国税庁は、令和8年分の路線価と評価倍率を7月1日に公開しました。相続税・贈与税で土地を評価する際の基準で、1月1日時点の地価公示価格等の80%程度が目安です。所在地に応じて路線価方式または倍率方式で評価します。
1枚でわかる
相続・贈与した土地の評価方法
地域を確認して、2つの方式から選ぶ
① 地域を確認
路線価図・評価倍率表で調べる
② 路線価地域
路線価×画地調整率×土地の面積
② 倍率地域
固定資産税評価額×評価倍率
③ 土地の評価額
相続税・贈与税の計算に使う
まず一言でいうと
国税庁が、相続税や贈与税を計算するときに使う令和8年分の「土地の評価基準」を公開しました。
何があった?
国税庁は、令和8年分の路線価と評価倍率を令和8年7月1日にホームページで公開しました。
相続税や贈与税では、相続や贈与によって取得した土地を時価で評価することとされています。しかし、土地の時価を納税者自身が調べるのは簡単ではありません。
そこで国税局などは、申告しやすくするとともに、課税を公平にするため、全国の民有地について毎年「路線価」と「評価倍率」を定めています。
令和8年分の路線価等は、令和8年1月1日を評価時点とし、1年間の地価変動なども考慮して設定されています。国税庁ホームページでは、平成30年分から令和8年分までの情報を確認できます。
なお、令和8年1月1日時点で原子力発電所事故に関する「帰還困難区域」に設定されている区域内の土地等は、路線価等を定めることが困難なため、令和7年分と同様、相続税等の申告では価額を0円として差し支えないとされています。
そもそも路線価とは?
路線価とは、道路に面する土地について定められた、1平方メートル当たりの評価額です。土地の価額がおおむね同じと認められる一連の土地が面する道路ごとに設定されます。
路線価等は、地価公示価格などを基にした価格の80%程度を目安に定められています。ただし、これは土地の実際の売買価格そのものを示すものではなく、相続税や贈与税の土地評価に使う基準です。
土地の評価方法には、次の2つがあります。
1. 路線価方式
路線価が設定されている地域で使う方法です。基本的な計算の考え方は次のとおりです。
土地の評価額=路線価×画地調整率×土地の面積
「画地調整率」とは、土地の奥行き、形の整い方、角地であるかどうかなどに応じて評価額を補正するための割合です。同じ道路に面していても、土地の形状や接道状況によって評価額が変わる場合があります。
2. 倍率方式
路線価が設定されていない倍率地域で使う方法です。
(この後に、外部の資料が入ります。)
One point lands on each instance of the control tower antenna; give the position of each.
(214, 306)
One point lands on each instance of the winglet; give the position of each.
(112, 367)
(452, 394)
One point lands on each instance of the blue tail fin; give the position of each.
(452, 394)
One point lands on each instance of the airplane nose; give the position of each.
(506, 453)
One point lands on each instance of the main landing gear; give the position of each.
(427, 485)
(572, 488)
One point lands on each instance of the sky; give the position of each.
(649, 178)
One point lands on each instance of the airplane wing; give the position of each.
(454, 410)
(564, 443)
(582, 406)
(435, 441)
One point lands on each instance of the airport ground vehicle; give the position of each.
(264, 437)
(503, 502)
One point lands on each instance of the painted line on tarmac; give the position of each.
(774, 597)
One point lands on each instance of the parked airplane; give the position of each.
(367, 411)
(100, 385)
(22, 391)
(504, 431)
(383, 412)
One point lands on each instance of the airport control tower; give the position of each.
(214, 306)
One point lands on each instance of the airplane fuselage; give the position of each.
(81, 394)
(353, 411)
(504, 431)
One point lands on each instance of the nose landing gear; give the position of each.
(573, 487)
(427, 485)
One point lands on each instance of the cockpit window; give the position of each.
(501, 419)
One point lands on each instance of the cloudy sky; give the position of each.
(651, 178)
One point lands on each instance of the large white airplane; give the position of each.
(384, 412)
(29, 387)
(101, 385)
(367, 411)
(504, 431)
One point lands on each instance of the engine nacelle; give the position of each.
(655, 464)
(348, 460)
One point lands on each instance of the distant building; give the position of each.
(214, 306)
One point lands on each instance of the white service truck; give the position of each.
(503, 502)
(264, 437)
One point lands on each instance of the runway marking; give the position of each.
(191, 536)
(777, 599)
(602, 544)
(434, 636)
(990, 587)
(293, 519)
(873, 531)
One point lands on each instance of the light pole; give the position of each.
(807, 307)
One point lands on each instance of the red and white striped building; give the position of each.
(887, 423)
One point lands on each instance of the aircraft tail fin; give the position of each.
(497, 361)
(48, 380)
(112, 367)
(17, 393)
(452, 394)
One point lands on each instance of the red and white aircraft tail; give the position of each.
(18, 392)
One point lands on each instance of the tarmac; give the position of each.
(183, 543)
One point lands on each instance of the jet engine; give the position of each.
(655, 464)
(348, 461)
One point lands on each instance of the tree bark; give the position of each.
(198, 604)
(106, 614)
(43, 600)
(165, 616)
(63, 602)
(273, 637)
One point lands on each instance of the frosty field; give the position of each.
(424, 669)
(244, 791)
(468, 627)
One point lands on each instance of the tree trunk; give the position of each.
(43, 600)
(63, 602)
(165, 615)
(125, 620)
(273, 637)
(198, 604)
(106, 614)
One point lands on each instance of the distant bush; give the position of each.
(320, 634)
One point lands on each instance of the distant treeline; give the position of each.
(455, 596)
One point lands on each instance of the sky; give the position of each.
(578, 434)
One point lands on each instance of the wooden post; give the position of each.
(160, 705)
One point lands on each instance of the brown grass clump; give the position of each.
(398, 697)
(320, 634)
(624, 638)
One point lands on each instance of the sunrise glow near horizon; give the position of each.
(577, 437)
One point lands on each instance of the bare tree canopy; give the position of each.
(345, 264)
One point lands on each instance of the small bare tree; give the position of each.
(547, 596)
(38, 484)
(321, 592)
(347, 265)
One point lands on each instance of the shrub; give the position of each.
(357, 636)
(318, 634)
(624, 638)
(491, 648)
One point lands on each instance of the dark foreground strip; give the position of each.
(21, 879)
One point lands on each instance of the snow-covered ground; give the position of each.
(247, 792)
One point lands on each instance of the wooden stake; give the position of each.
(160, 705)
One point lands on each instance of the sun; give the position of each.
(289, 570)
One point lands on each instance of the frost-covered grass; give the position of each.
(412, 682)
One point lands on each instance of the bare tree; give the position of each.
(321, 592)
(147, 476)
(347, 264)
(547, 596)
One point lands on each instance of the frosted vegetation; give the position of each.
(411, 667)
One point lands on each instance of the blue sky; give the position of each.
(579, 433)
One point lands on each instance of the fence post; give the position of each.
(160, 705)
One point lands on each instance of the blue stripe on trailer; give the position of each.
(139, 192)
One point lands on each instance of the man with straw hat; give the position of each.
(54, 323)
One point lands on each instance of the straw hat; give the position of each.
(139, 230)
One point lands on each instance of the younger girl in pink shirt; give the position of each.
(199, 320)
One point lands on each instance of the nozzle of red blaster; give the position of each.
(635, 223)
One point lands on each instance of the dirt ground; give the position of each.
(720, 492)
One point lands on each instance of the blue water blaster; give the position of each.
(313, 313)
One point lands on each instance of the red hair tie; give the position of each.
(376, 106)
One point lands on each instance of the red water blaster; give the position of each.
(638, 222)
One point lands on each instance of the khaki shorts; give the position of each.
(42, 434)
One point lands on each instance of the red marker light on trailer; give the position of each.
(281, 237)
計算の考え方は次のとおりです。
土地の評価額=固定資産税評価額×評価倍率
評価倍率は、地価事情が似ている地域ごとに国税局などが定めます。市街地的な形態を形成している地域は原則として路線価地域、それ以外は倍率地域とされます。
なぜ重要?
土地の評価額は、相続税や贈与税の計算に直接関係します。土地を相続した人や贈与を受けた人は、その土地が路線価地域と倍率地域のどちらにあるかを確認する必要があります。
また、路線価地域では、単純に「路線価×面積」で終わるとは限りません。土地の形や奥行き、角地かどうかなどによる補正が必要になることがあります。
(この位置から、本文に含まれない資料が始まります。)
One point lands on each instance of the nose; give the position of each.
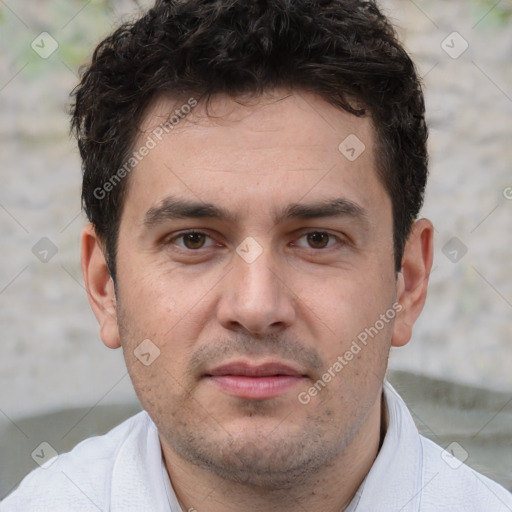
(256, 297)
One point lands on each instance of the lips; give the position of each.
(256, 382)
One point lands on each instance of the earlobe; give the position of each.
(412, 280)
(99, 286)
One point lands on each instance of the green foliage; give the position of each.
(497, 13)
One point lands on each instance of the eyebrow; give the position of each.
(172, 208)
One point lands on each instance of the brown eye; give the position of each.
(193, 240)
(318, 240)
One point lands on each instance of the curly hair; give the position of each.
(345, 51)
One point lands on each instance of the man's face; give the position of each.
(253, 308)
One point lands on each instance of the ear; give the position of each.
(100, 287)
(412, 280)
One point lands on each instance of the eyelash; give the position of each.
(181, 235)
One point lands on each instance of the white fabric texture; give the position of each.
(123, 471)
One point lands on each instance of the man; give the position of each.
(253, 173)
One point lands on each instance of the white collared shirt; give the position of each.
(123, 471)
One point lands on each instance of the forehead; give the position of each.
(247, 152)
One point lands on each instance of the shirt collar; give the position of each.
(394, 481)
(393, 484)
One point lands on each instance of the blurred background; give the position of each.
(456, 374)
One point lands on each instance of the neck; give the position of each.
(330, 490)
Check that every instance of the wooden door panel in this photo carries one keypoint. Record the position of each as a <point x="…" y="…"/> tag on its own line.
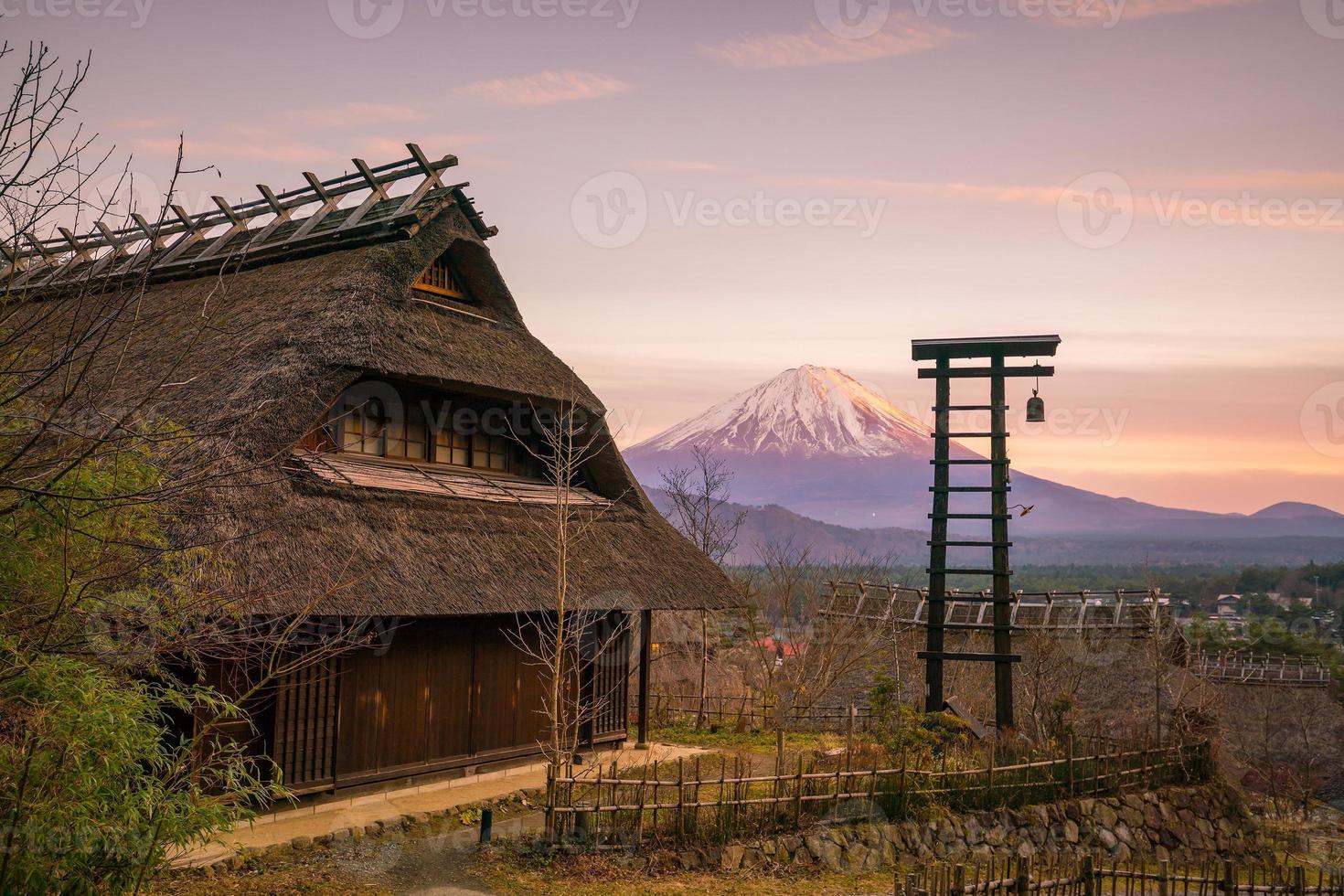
<point x="495" y="695"/>
<point x="449" y="721"/>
経営者にとっても、個人で所有する事業用地などを相続・贈与する場合には関係する可能性があります。一方、今回の資料では、都道府県庁所在都市の最高路線価も公表されていますが、具体的な金額や上昇・下落の状況は別表に記載されているため、本文だけでは判断できません。
会計・税務の学習ポイント
土地の相続税評価では、最初に国税庁の路線価図や評価倍率表を確認し、その土地が「路線価方式」と「倍率方式」のどちらに該当するかを調べます。
路線価方式なら路線価、面積、土地の形状などを確認し、倍率方式なら固定資産税評価額と評価倍率を確認します。路線価は実際の売買価格ではなく、相続税・贈与税を計算するための評価基準である点も押さえておきましょう。
この記事で覚えておきたいこと
- 相続税・贈与税における土地の評価方法には、路線価方式と倍率方式があります。土地の所在地や形状によって計算方法や補正の有無が変わる点が重要です。
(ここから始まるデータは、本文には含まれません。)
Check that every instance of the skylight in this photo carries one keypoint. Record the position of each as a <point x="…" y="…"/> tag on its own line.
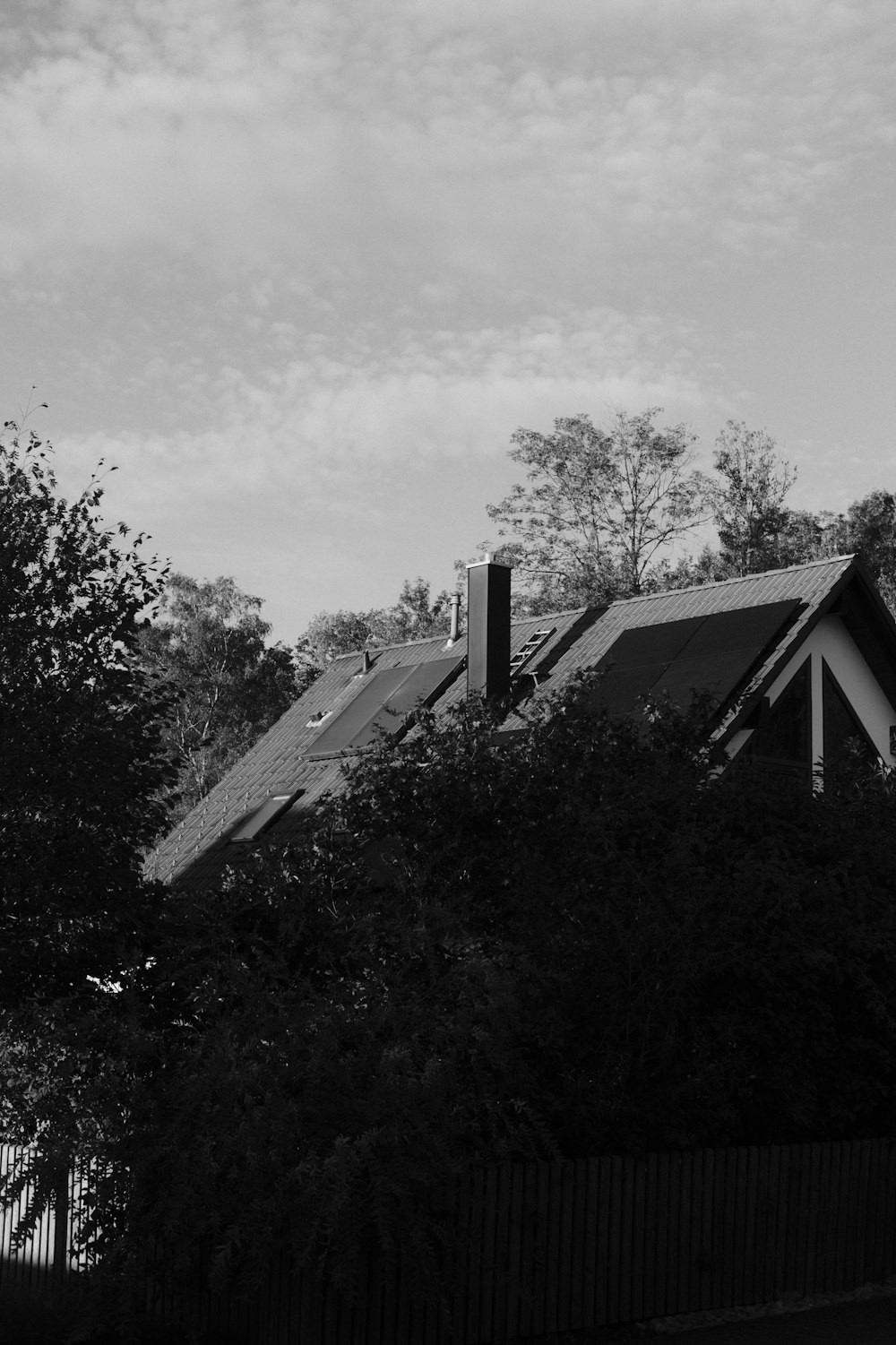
<point x="264" y="816"/>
学習ポイント:相続税・贈与税における土地の評価方法には、路線価方式と倍率方式があります。土地の所在地や形状によって計算方法や補正の有無が変わる点が重要です。

カイくんのひとこと
相続税・贈与税における土地の評価方法には、路線価方式と倍率方式があります。土地の所在地や形状によって計算方法や補正の有無が変わる点が重要です。